Arts and Entertainment

Benefits of Learning Music


Not All Benefits Are Measurable

Research on the benefits of music education tends to focus on those that can be documented. But musicians and teachers have seen many benefits of studying music that are not so easily quantified.

Improved Discipline

More than almost any other endeavor, music teaches you the importance of discipline. Over the years, it has become rare to get a flash of inspiration in the training room. That means having the discipline to make time to exercise every day and sticking to it—no matter how you feel when the time comes.

Focus On The Long Term

An almost inevitable consequence of learning an instrument is learning to take a long-term view. If your progress on an instrument is measured in years of learning or thousands of hours of practice, it doesn’t seem very reasonable to worry about what will happen in the short term. Even deeply depressing experiences tend to be transformed by this long-term perspective.

It turns out I’m terrible at it, I still can’t play it well, but I bet in a few years. While it may seem a little overwhelming when you’re just starting to learn, it can actually be empowering to realize that there’s no obstacle in front of you that can withstand years of sustained effort. And because only a few large works are done in a short period of time, students who discover this trait will have a better chance of succeeding in all areas of life.

Anchor Yourself In Self-Esteem

Through injury and illness, overwork or unemployment, stress or sadness, taking the time to return to music sends a strong signal down your spine: you are a person of commitment. These things will shake you, but not defeat you. Perhaps this is why the musicians on the Titanic continued to play in opposition to the sinking ship.

Reduce Stress

There is a link between practicing music and reducing stress, meaning that those who learn music may have better resilience in the face of adversity. There is growing evidence that listening to music can help lower blood pressure. Stress is a terrifying force that can affect anyone at any time.

It destroys careers and families and shortens life spans. Some people are lucky to have a “stress vaccine” and many don’t realize that their music practice, walk in the park, favorite pet or time with their family provides them with protection against the effects of stress. The music can be yours.

Improves Brain Performance

One of the most supportive benefits of learning music is improving brain function. For young students, there is a link between studying music and better learning,  with possible psychological benefits well into retirement.  Other parts of the study focused on a possible link between studying music and higher IQ and stronger memory.

Although the benefits vary by age group and accumulated experience, it seems reasonable to conclude that studying music has the power to change people’s thinking. Awareness of this is growing due to the number of articles in the media describing the benefits of music practice.
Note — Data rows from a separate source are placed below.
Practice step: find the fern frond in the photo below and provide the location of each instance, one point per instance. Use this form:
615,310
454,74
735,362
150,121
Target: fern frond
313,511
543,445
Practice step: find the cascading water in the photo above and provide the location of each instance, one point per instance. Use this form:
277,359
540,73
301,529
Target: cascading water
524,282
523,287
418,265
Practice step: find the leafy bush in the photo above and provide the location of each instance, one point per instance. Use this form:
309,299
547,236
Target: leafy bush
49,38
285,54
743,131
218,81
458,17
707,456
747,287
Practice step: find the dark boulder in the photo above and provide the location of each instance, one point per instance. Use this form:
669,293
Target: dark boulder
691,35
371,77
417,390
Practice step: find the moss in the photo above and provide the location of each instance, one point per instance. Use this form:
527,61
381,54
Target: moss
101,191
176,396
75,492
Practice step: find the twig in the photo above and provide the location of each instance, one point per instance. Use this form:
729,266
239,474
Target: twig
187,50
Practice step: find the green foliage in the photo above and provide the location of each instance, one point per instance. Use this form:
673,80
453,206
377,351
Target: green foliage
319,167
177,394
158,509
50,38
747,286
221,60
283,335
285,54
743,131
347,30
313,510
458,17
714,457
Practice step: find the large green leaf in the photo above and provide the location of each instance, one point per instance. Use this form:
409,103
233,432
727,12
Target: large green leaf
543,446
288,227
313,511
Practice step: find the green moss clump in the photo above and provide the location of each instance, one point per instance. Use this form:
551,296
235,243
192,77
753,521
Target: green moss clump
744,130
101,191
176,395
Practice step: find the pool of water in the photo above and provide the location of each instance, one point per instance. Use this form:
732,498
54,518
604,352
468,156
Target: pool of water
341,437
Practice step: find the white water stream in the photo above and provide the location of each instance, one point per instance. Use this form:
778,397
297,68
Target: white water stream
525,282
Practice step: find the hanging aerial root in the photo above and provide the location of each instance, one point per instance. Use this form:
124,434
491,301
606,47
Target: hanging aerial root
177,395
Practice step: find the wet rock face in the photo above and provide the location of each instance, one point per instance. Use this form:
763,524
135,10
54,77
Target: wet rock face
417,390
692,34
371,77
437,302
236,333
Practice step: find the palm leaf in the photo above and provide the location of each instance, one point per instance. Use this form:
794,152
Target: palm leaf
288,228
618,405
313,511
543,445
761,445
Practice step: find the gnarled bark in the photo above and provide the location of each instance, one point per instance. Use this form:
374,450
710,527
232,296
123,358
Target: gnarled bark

The fact that middle-aged adults can easily pick up a new instrument and learn to play it is a clear example of neuroplasticity, the idea that the living brain can change or develop and acquire new abilities at all stages of life. Forty-year-old Gary Marcus wrote a fascinating account of his journey in the book Error. Link not found..

Other Unconfirmed Benefits

Taking lessons or studying music on your own will give you more reason to believe that studying music has many potential benefits that are not yet fully understood. When you talk to people who have been playing music for 10 years or more, you will hear many personal stories from musicians about the transformative effect music has on their minds, bodies and lives in general.